(Excerpts from the book Captivating by John and Stasi Eldredge)

The scariest thing for a man is to offer his strength in situations where he doesn’t know if it will make any difference. Or worse, that he will fail. Remember, a man’s deepest Question is, Do I have what it takes? Failure says, No. And that is why most men avoid any situation where they might fail. They fear exposure. They fear it will be discovered that they are not a man.

Given the fact that we live after the Fall, far from Eden, and that a man’s life is plagued by “thorns and thistles,” most situations feel like a test of his strength. There is simply no guarantee of success. That’s why some men won’t play sports. They fear exposure, fear being seen as weak. That’s why other men would rather work late than come home and talk to their wives and children. They know what to do at work; they don’t know what to do in their most important relationships. A man’s basic sin is his choice to offer strength only in those situations where he knows things will go well. And so repentance for a man is entering into the very situations that he fears and offering his strength anyway.

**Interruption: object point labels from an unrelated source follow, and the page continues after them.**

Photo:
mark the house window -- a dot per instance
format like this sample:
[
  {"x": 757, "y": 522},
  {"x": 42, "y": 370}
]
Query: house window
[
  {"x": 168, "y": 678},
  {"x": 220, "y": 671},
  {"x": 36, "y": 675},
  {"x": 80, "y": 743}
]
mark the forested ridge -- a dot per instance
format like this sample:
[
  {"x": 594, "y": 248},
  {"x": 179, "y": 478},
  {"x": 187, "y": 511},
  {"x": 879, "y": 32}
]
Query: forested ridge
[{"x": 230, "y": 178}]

If he fears intimacy, then offering strength means offering intimacy. If he fears failing in his career, offering his strength means taking a promotion or accepting a new and risky project. If he fears standing up for his children against an angry school principal, then standing up for them is what he must do. If he fears committing to a woman he’s been dating for five years, then offering strength is buying her a ring.

In the same way, the scariest thing for women is to offer our beauty into situations where we don’t know if it will make any difference. Or worse, that we will be rejected. For our Questions is, Am I lovely? And to be rejected is to hear a resounding NO. A woman doesn’t want to offer her beauty unless she is guaranteed that it will be well received. But life offers no such guarantees. We, too, must take risks.

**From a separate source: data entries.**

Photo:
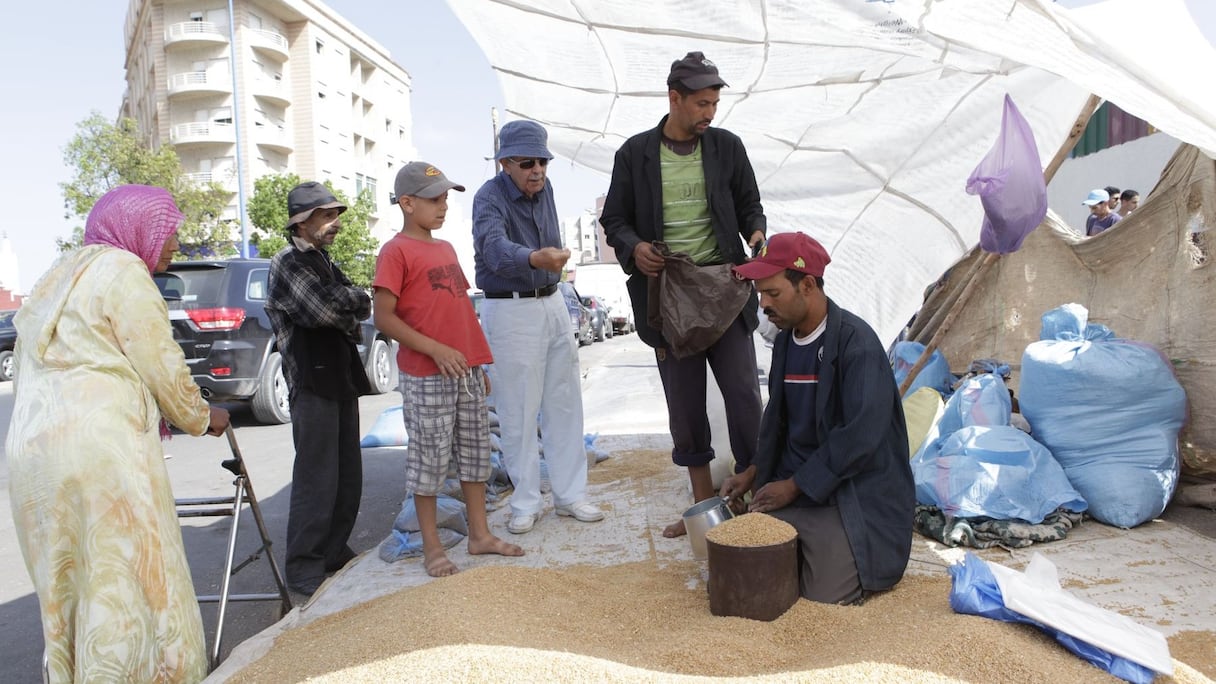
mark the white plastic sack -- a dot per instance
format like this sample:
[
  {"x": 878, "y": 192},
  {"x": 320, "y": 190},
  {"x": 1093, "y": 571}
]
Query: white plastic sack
[{"x": 1037, "y": 594}]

A few verses after Peter talks about a quiet heart, he gives us what might be the secret to releasing a woman’s heart and her beauty:

“Do not give way to fear. (1 Peter 3:6)”

Isn’t that why we hide, why we strive, why we control, why we do anything but offer our beauty? We are afraid. We have given way to fear. Just think about your life – why do you do the things you do. Have you asked yourself how much you are motivated by fear?

That is why God says to us, “In repentance and rest is your salvation, in quietness and trust is your strength” (Isaiah 30:15). In repentance and rest. He loves it when we, gripped with our doubt and fear that he will not be enough, turn the gaze of our souls to him in hope. He loves to prove himself faithful and more than enough to satisfy our hungry souls. When we do turn to him, our souls rest and we are saved. Again. And again.

We can’t wait until we feel safe to love and invite. In fact, if you feel a little scared, then you’re probably in the right path. Of course it’s scary. It’s vulnerable. It’s naked. God calls us to stop hiding, to stop dominating, to trust him, and to offer our true selves. He wants us to bring to bear the weight of our lives and all that he has given to us, worked into us, and offer it to our world. To entice, allure, and invite others to Jesus by reflecting his glory in our lives. He will give no guarantee that others will enjoy us and respond well.

In fact, we can be sure that there will be times when they do not. Jesus offered like no other, and many rejected him. In those moments or seasons when that happens to us, God’s invitation is to bring our sorrow to him. Not to shut down with, I’ll never try again. But to keep our hearts open and alive, and find refuge and healing in his love.